The hardest thing to get is that Monads aren't quite as "tangible" (not sure
of a better word) as concepts like variable, object, property, instance,
function, method. They are essentially relational and require something of a
mental leap akin to coming to grips with how JavaScript's event loop is bound
up in the control flow of your code, which otherwise proceeds from top to
bottom of a .js file; or the rules governing closures and asynchronous
function evaluation in this or that language.

The following is reprised from one of my HN comments in 2013.

\-------

Monads are _programming patterns_ which relate a set of values to a set of of
functions – that's pretty much it! For any monad X, we can say that a function
is monadic if it returns a value in the X Monad.
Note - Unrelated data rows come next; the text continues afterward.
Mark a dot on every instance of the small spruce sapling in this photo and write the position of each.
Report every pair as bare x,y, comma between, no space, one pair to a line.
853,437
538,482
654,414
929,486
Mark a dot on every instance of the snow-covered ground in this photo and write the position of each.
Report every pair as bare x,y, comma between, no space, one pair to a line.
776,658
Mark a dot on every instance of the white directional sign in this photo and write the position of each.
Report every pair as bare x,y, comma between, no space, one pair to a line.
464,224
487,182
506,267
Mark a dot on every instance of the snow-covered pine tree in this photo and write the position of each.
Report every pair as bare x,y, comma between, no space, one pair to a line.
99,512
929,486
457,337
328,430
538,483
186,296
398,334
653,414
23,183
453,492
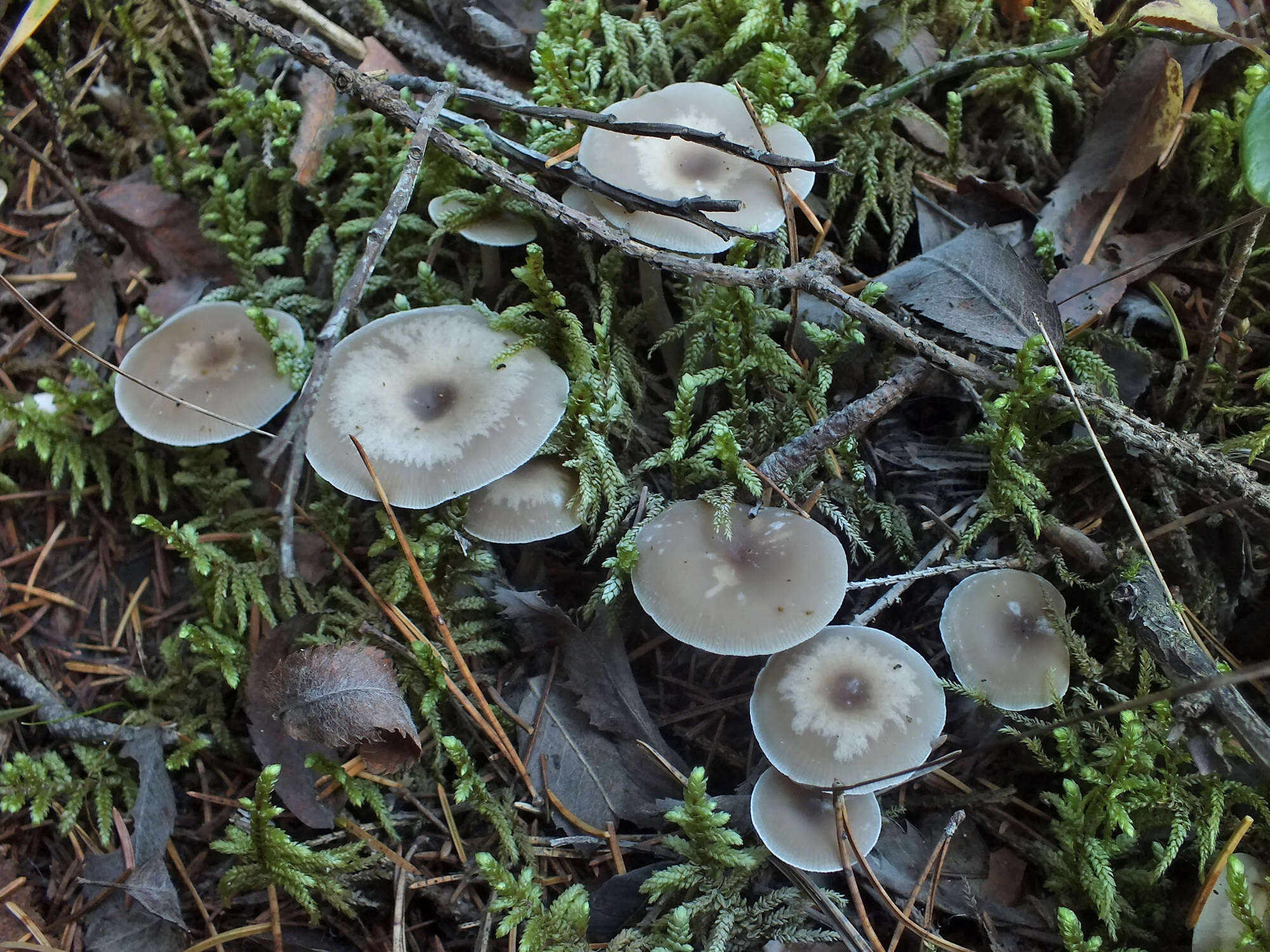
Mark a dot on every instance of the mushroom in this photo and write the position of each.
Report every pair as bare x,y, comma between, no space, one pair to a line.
211,356
797,824
774,583
526,506
436,416
846,708
1001,643
491,233
1217,929
676,168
The set of values are
precisely those such that the following three Monad Laws[1] hold:

[ Using JavaScript syntax, they can be approximated as... ]

Left Identity

    
    
        mBind( mReturn(a), f ) == f(a);
        // => true
      
    

Right Identity

    
    
        mBind( mReturn(a), mReturn ) == mReturn(a);
        // => true
      
    

Associativity

    
    
        mBind( mBind( mReturn(a), f ), g ) == mBind( mReturn(a),
                                                     function(a) {
                                                         return mBind( f(a), g );
                                                     } );
        // => true
    

Above, `a` is (basically) any value, while `f` and `g` are any monadic
functions for the same Monad. The definitions of `mBind` and `mReturn` will
vary depending on the Monad, but the same laws (and sometimes additional
properties) hold for each group of things taken as a whole – the monadic
values, monadic functions, and the `mBind` and `mReturn` pair for those values
and functions.

As you can see, there is nothing special that requires a statically typed
language. That being said, if your language is statically typed, and even more
so if its type system has advanced capabilities (e.g. Haskell's type system),
then the relationships between the monadic values and functions can be
leveraged to do a number of useful things, e.g. catching a host of bugs at
compile time (though that's true regardless of Monads).

If your language is dynamically typed, then you won't get those extra
benefits, but you can still take advantage of the fact that Monads can
abstract away a great deal of plumbing between various pieces of your program.

Sometimes the _Monad patterns_ will appear in a language under another name,
or will be used "under the hood" to implement a particular API.
Clojure/Script's `let` for example is essentially the Identity Monad; and its
`for` is very much akin to the List Monad (the same is true for list
comprehensions in other languages). The core.async library involves an
inspiring application of the State Monad pattern[2].

[1]
[http://en.wikipedia.org/wiki/Monad_(functional_programming)#...](http://en.wikipedia.org/wiki/Monad_\(functional_programming\)#Monad_laws)

[2]
[https://github.com/clojure/core.async/blob/master/src/main/c...](https://github.com/clojure/core.async/blob/master/src/main/clojure/clojure/core/async/impl/ioc_macros.clj#L56)

[&]
[https://github.com/clojure/core.async/blob/master/src/main/c...](https://github.com/clojure/core.async/blob/master/src/main/clojure/cljs/core/async/impl/ioc_macros.clj#L46)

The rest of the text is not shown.